13 Maggio 2019 | Autore:
Pignoramento come difendersi

Questo articolo è una guida su come tutelarsi quando si subisce un’esecuzione forzata a seguito del mancato pagamento di un debito.

Questa mattina hai ricevuto una brutta sorpresa. L’ufficiale giudiziario ti ha notificato un atto di pignoramento che riguarda un immobile di tua proprietà. Hai infatti un debito che non sei riuscito a pagare; pensavi di potere raggiungere un accordo con il creditore, ma non è stato così. Adesso ti trovi veramente in difficoltà e ti chiedi come difendersi dal pignoramento. Leggendo questo articolo troverai sicuramente delle informazioni che fanno al caso tuo. Il pignoramento, o esecuzione forzata, è una procedura con la quale il debitore viene privato di alcuni beni allo scopo di soddisfare uno o più crediti. E’ preferibile cercare una soluzione ed attivarsi per attuarla prima di arrivare all’esecuzione forzata; tuttavia, anche quando questa è iniziata la legge prevede la possibilità, in certi casi, di difendersi. Di seguito ti dirò come trovare alcuni “punti deboli” della procedura per impedirla o bloccarla.

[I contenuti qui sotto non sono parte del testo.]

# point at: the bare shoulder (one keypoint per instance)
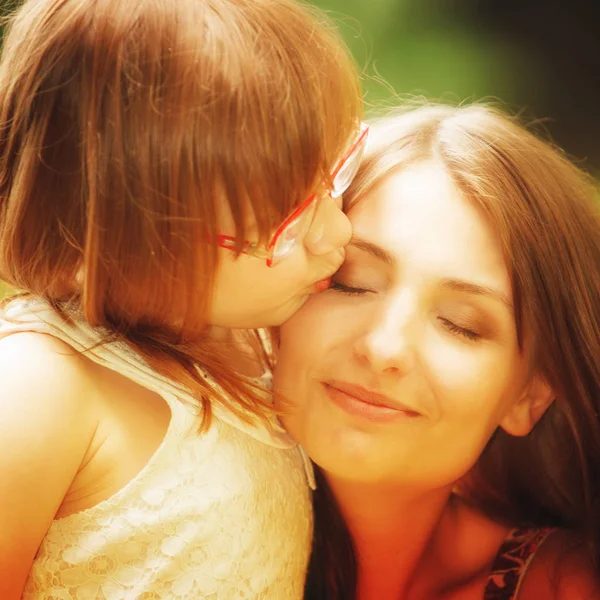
(562, 569)
(45, 429)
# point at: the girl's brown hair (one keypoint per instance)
(543, 210)
(128, 127)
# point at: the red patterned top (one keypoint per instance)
(512, 561)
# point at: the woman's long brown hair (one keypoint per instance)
(544, 212)
(128, 126)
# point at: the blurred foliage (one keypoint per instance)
(541, 64)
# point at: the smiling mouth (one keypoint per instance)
(363, 404)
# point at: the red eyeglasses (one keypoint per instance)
(298, 223)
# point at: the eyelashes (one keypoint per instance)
(462, 331)
(347, 289)
(450, 326)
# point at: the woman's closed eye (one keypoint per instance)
(464, 332)
(348, 289)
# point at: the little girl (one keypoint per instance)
(168, 170)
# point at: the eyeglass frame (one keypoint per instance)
(266, 252)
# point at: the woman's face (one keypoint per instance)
(401, 372)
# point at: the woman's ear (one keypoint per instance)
(522, 415)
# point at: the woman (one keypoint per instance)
(447, 386)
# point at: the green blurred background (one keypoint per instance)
(542, 58)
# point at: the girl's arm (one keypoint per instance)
(45, 428)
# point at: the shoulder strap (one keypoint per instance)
(512, 561)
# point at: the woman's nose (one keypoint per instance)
(387, 345)
(330, 229)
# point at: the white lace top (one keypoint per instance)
(220, 515)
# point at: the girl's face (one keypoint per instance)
(403, 369)
(249, 294)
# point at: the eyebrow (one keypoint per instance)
(373, 249)
(479, 290)
(458, 285)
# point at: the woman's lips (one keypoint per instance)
(372, 406)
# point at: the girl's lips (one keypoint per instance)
(322, 285)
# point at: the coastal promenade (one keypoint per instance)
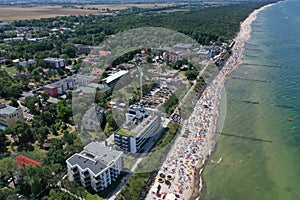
(186, 160)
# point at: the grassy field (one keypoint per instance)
(17, 13)
(103, 7)
(10, 70)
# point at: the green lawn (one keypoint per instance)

Controlla gli atti che precedono il pignoramento

Il creditore non può iniziare un pignoramento di punto in bianco. Il codice di procedura civile impone che prima egli notifichi al debitore due atti: il titolo esecutivo e il precetto. Ciò è previsto a tutela di chi ha un debito, che così ha la possibilità di pagarlo prima che i suoi beni vengano sottoposti ad una procedura esecutiva.

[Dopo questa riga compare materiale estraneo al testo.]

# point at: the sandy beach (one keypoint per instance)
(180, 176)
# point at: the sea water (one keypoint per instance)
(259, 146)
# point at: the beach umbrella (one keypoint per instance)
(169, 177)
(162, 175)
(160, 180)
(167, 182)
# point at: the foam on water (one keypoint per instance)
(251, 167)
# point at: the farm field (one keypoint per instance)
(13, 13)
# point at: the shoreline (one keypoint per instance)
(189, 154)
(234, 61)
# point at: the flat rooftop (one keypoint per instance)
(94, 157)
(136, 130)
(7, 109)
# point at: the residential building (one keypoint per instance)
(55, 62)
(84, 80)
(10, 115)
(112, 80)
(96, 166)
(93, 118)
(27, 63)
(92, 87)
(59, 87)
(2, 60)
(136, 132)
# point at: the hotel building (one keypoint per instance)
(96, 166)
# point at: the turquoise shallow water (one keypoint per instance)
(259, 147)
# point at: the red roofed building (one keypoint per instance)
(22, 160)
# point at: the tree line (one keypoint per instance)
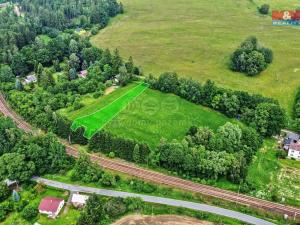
(38, 103)
(263, 114)
(49, 17)
(295, 123)
(22, 156)
(250, 57)
(204, 154)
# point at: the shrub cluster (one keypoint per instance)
(295, 123)
(250, 58)
(22, 156)
(263, 114)
(205, 154)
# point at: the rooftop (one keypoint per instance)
(295, 147)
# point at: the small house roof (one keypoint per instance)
(295, 147)
(293, 136)
(50, 204)
(78, 198)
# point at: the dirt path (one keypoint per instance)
(159, 220)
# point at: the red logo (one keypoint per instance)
(286, 15)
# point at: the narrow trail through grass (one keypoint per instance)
(97, 120)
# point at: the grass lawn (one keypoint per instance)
(97, 120)
(155, 115)
(195, 38)
(92, 105)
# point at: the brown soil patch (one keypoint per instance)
(160, 220)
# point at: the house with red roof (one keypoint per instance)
(51, 206)
(294, 151)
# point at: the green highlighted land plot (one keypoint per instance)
(97, 120)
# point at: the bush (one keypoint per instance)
(4, 191)
(115, 207)
(106, 142)
(77, 105)
(95, 30)
(29, 213)
(98, 94)
(264, 9)
(21, 205)
(111, 155)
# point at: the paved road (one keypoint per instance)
(155, 177)
(158, 200)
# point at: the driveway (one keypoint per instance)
(158, 200)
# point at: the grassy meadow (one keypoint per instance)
(97, 120)
(155, 115)
(195, 38)
(151, 116)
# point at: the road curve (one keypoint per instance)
(160, 178)
(154, 199)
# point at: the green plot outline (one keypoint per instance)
(123, 100)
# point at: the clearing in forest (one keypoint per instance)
(97, 120)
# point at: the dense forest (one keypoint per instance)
(42, 39)
(22, 22)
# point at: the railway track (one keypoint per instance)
(160, 178)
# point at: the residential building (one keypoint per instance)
(83, 74)
(294, 151)
(79, 200)
(51, 206)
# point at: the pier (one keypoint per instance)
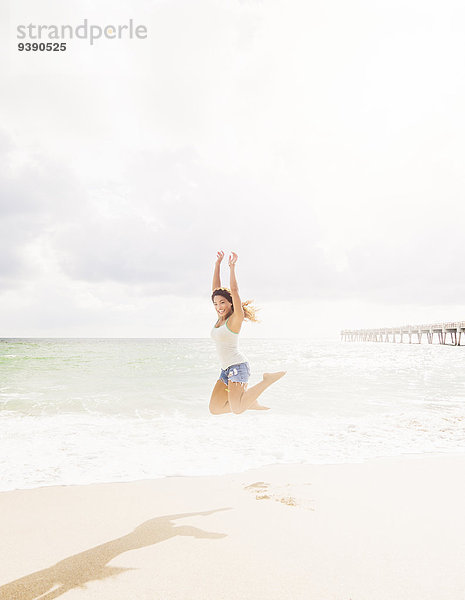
(412, 334)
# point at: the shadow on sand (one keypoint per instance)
(91, 565)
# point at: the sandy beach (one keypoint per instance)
(384, 529)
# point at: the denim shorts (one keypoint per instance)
(235, 373)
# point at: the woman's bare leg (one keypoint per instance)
(241, 399)
(219, 401)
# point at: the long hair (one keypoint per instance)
(249, 309)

Il titolo esecutivo è un documento “ufficiale” dal quale risulta il credito nel suo esatto ammontare; può trattarsi:

  • di un provvedimento del giudice che condanna il debitore al pagamento di una somma di denaro (sentenza o decreto ingiuntivo);
  • di un assegno o di una cambiale;
  • di un atto notarile, dal quale risulta l’obbligo di una persona di pagare una certa somma.

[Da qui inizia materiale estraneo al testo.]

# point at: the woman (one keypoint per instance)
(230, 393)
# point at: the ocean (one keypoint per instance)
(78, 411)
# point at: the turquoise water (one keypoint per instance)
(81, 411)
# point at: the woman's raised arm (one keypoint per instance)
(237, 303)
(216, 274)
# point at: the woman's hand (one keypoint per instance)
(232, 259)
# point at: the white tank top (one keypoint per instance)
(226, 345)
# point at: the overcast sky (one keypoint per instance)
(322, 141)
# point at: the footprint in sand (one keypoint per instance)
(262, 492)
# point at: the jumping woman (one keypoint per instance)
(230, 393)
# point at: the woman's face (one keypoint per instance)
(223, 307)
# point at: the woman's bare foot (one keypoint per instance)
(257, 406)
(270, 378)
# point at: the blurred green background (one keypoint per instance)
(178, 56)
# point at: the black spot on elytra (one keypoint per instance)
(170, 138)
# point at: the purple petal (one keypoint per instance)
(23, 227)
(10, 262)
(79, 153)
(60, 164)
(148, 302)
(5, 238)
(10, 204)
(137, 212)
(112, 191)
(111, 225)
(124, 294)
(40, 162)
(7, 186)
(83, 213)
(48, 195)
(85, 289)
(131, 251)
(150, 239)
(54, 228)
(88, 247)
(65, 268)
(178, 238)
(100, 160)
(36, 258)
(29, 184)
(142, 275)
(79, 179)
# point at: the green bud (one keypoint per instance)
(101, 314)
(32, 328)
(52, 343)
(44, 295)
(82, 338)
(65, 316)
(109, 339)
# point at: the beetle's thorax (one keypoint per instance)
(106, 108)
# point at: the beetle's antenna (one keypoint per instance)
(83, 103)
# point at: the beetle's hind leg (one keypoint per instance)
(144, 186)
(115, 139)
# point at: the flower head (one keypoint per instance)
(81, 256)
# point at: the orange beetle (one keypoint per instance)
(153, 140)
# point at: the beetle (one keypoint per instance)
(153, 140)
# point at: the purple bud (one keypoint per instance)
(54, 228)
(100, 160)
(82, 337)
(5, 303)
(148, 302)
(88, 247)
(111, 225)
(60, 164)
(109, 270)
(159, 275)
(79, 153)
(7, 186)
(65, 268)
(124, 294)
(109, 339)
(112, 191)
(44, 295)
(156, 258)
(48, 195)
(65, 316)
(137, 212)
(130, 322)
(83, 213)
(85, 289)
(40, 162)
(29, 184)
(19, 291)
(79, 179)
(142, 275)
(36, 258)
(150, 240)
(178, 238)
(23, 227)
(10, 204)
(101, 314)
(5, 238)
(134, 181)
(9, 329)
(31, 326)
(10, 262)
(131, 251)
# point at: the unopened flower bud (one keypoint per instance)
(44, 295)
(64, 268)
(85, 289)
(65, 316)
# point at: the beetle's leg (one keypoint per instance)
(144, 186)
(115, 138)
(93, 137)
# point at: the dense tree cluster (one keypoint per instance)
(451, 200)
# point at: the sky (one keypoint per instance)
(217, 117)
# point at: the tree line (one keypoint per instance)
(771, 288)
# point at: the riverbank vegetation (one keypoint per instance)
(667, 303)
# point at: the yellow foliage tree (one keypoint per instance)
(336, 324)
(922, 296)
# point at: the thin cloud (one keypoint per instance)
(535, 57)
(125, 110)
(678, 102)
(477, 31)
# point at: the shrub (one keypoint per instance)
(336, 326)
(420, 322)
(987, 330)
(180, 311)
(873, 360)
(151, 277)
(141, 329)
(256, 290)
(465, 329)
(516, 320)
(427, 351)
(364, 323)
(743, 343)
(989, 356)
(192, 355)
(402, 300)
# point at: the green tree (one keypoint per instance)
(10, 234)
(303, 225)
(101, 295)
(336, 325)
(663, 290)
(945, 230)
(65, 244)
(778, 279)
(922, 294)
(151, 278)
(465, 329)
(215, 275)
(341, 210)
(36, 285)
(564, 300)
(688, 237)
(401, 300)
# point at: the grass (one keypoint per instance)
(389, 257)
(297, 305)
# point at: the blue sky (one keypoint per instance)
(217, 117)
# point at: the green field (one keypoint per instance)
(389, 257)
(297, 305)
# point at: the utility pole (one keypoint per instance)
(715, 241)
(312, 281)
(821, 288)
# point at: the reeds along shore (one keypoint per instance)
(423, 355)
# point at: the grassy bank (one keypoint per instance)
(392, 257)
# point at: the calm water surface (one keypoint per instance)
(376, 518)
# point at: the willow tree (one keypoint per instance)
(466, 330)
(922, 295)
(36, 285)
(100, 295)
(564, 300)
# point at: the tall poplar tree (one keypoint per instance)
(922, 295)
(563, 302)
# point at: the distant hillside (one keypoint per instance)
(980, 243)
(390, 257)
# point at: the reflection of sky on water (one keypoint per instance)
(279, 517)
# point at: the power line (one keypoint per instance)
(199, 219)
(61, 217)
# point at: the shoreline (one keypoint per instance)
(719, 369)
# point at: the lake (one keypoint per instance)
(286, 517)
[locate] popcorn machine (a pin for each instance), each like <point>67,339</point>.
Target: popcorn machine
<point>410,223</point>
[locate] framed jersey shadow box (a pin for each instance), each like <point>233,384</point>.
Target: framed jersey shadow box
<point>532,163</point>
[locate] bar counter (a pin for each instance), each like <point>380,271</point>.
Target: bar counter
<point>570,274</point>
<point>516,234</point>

L’atto di precetto è l’intimazione, fatta dal creditore al debitore, di pagare il debito risultante dal titolo esecutivo, oltre agli interessi e alle spese successive, entro un termine che non può essere inferiore a 10 giorni. Se per errore manca tale indicazione, oppure è indicato un termine inferiore, il precetto è valido, e il debitore deve pagare entro 10 giorni.

Il titolo esecutivo e il precetto possono essere notificati al debitore insieme o separatamente. In quest’ultimo caso, tra la notifica del primo e quella del secondo devono trascorrere almeno 10 giorni. Se prima del pignoramento manca la notifica di uno di questi due atti, la procedura non è valida e contro di essa il debitore può proporre un’azione detta opposizione agli atti esecutivi [1], chiedendo al giudice di sospenderla e di dichiararne la nullità.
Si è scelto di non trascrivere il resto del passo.